Adapun contoh ilmu linguistic mikro adalah ilmu linguistic yang membahas intern bahasa saja tanpa menggunakan ilmu lain. Misalnya “Sistim fonologi bahasa Bima: kajian fonologi generative”. Sumber data yang dibutuhkan peneliti adalah tuturan bahasa Bima yang berasal dari Informan dengan kriteria tertentu. Cara pengolahan data dianalisis dengan menggunakan teori transformasi generative Chomsky. Hasil temuan diharapkan dapat menggambarkan ruas-ruas fonem bahasa Bima secara keseluruhan dan menerangkan sistem bunyi bahasa Bima mulai konsonan, vokal, diftong, triftong dan seterusnya.
Dalam penelitian bahasa ada yang disebut dengan variasi bahasa berdasarkann letak geografis bahasa tersebut ditututkan oleh penuturnya. Jadi bahasa X memiliki wilayah pakai bahasa tersendiri yang berbeda dengan wilayah B. kemudian varsiasi bahasa berdasarkan letak geografis ini dibahas dalam geografi dialek.
Lanjut ke desa Teta tempat penelitian yang akan kami tuju. Desa Teta merupakan desa yang terletak di ketinggian 800 meter di atas permukaan laut. Sebuah desa perbukitan yang mulai dimasuki oleh pengaruh luar yang begitu deras. Hal ini terlihat dari berkurangnya ahan hijau kemudian berubah menjadi lahan ladang atau sawa curah hujan. Menurut sebahagian warga yang bermukim di desa Teta. Teta tidak sesejuk beberapa tahun lalu, dikarenakan meningkatnya jumlah pembalakan liar oleh beberapa warga yang mengalih fungsikan lahan hijau menjadi lahan sawahh tadah hujan. Walaupun demikian keasrian khas pegunungan masih begitu kental dan bukan perubahan yang berarti bagi pendatang seperti kami sebagai peneliti.
Kedatangan kami di desa Teta disambut baik oleh para staff desa Teta dan ibu Amina sebagai kaur desa. Di saat itulah kami mengemukakan maksud dan tujaun kedatangan kami ke desa Teta tersebut. Megambil data bahasa berupa tuturan informan yang belum terlalu terjamah oleh media sosial, berpendidikan tidak terlalu rendah dan tinggi, melek bahasa Indonesia yang baik dan benar, bangga dengan bahasa Sambori (beberapa mengatakan bahasa Wawo). Maka dari itu kami membutuhkan informan yang reliable menurut criteria yang telah ditetapkan pada seminar proposal penelitian. Kami membahasakannya dalm bentuk yang sederhana yakni lulusan SD atau SMP yang mengerti bahasa Indonesia, bahasa Bima dan bahasa Sambori.

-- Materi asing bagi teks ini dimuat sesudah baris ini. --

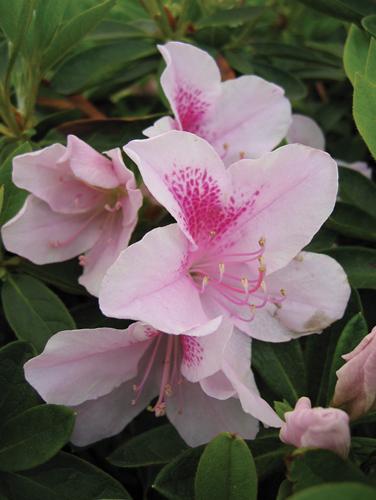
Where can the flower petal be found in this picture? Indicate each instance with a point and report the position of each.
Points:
(296, 188)
(43, 236)
(41, 174)
(198, 417)
(77, 365)
(317, 292)
(191, 83)
(304, 130)
(202, 356)
(149, 282)
(185, 174)
(250, 118)
(88, 165)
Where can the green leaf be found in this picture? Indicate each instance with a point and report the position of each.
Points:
(64, 477)
(230, 17)
(355, 52)
(73, 31)
(281, 367)
(369, 23)
(356, 189)
(98, 65)
(365, 110)
(359, 264)
(355, 330)
(176, 480)
(226, 470)
(34, 436)
(33, 311)
(353, 222)
(156, 446)
(321, 466)
(14, 197)
(16, 395)
(344, 491)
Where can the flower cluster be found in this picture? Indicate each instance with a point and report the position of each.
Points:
(230, 268)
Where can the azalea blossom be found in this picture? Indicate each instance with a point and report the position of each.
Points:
(304, 130)
(242, 118)
(235, 249)
(81, 203)
(203, 384)
(308, 427)
(355, 390)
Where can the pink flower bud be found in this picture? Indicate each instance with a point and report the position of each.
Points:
(356, 386)
(308, 427)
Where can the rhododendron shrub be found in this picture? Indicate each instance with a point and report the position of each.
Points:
(187, 262)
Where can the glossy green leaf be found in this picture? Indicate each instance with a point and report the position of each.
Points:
(344, 491)
(34, 436)
(355, 330)
(14, 197)
(359, 264)
(281, 367)
(355, 52)
(365, 110)
(226, 470)
(33, 311)
(73, 31)
(156, 446)
(16, 395)
(353, 222)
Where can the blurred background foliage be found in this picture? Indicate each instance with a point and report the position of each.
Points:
(92, 68)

Hingga kami dipertemukan dengan empat ibu-ibu yang sedang asyik ngerumpi di salah satu sancaka (semacam teras rumah untuk rumah panggung).

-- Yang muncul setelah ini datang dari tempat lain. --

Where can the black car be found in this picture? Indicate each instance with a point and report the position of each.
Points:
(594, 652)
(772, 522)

Desa Teta, Kec. Belo, Kab. Bima. Empat Informan
Suasana wawancara begitu akrab, aku mengeluarkan daftar tanyaan yang telah dipersiapkan berdasarkan panduan SIL 500 Sulawesi umbrella word list yang telah dibuat oleh SIL (Summer Institute of Linguistics, sebuah organisasi kebahasaan yang dibuat oleh para misonaris untuk meneliti bahasa sekaligus menerjemahkan Bibel kedalam bahasa daerah tertentu).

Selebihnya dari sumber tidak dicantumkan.